Confession and Restitution with the Tărūmāh

Confession and Restitution with the Tărūmāh:

“Believing and confessing go together, and you cannot be saved without you take them both. With the mouth of confession is made unto salvation. If you ever see the kingdom of heaven you have to take this way.”

-Dwight L. Moody

Therefore confess your sins to one another, and pray for one another, so that you may be healed. The prayer of the righteous is powerful and effective.

James 5:16 NRSV

Numbers 5:5-10 is a report of the proclamation of the Law. Yahweh pronounced a Law through the intermediary Moses. A law has to be spoken to Israel, which is what the purpose of the text is for. It functions as a legal instruction, in which the pronouncement of the law and the reference to its author is combined.

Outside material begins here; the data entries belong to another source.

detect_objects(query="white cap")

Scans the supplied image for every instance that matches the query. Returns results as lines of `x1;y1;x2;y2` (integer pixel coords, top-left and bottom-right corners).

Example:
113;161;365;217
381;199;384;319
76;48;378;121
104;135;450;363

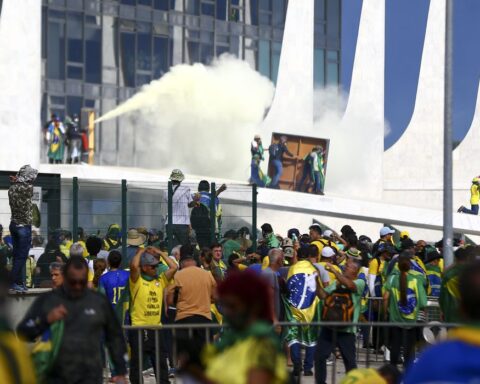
322;247;335;258
323;229;333;237
380;227;395;237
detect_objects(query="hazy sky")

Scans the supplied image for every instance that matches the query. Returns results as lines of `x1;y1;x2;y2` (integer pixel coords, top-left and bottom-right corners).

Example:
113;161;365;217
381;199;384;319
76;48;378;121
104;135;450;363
342;0;480;148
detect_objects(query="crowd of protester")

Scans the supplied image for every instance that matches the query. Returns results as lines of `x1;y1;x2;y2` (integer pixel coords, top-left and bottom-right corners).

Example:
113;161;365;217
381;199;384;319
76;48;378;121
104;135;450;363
43;113;88;164
0;169;480;384
250;135;326;195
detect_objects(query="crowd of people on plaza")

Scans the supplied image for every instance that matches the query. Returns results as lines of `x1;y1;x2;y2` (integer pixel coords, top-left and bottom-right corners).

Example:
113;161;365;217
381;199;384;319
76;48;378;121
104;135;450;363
250;135;326;195
43;113;88;164
0;166;480;384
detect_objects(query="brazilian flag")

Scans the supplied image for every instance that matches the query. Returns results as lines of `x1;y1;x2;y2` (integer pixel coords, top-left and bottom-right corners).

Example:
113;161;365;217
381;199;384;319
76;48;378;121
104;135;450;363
284;260;321;347
32;320;65;383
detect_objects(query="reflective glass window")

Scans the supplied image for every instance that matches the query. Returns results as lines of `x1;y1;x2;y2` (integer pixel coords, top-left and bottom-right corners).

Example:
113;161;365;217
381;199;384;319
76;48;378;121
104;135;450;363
47;21;65;80
201;1;215;17
314;0;325;23
67;65;83;80
153;0;175;11
215;0;227;20
153;36;170;79
200;44;213;64
137;33;152;70
272;0;287;28
85;28;102;84
67;12;83;63
187;41;200;64
185;0;200;15
271;42;282;84
120;32;135;87
67;96;83;116
258;40;270;77
246;0;258;25
137;74;152;87
327;0;340;37
313;48;325;87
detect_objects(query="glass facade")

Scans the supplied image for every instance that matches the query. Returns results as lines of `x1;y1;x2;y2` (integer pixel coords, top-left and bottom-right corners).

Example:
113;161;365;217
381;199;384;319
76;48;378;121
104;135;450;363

The Lord said to Moses, “Speak to the Israelites. Say to them, ‘Suppose a man or woman does something wrong to someone else. Then that person is not being faithful to the Lord. People like that are guilty.

They must admit they have committed a sin. They must pay in full for what they did wrong. And they must add a fifth of the value to it. Then they must give all of it to the person they have sinned against.

But suppose that person has died. And suppose that person does not have a close relative who can be paid for the sin that was committed. Then what is paid belongs to the Lord. It must be given to the priest. A ram must be given along with it. The ram must be sacrificed to the Lord to pay for the sin.

All the sacred gifts the Israelites bring to a priest will belong to him.

10 Sacred gifts belong to their owners. But what they give to the priest will belong to the priest.’” (Numbers 5:5-10)

In verses 9-10, specific situations about how priests are becoming deprived of the târumah given to them.

The setting of this text is an instructional setting of the priestly writers, during the post-exilic time. In verse 8, the situation is the temptation of keeping property when the original owner or his next of kin was unavailable. For this situation,  the text institutes the law, and not just an ethical obligation, that restitution must be made nevertheless, now to Yahweh and hence to the priest, because the misuse of human property is also a violation of trust against Yahweh. The priestly body becomes under this condition the legal receiver of liable compensation. In verses 9-10, specific situations about how priests are becoming deprived of the târumah given to them.

By designating the priests as receivers of the restitution, also secures the livelihood of priests.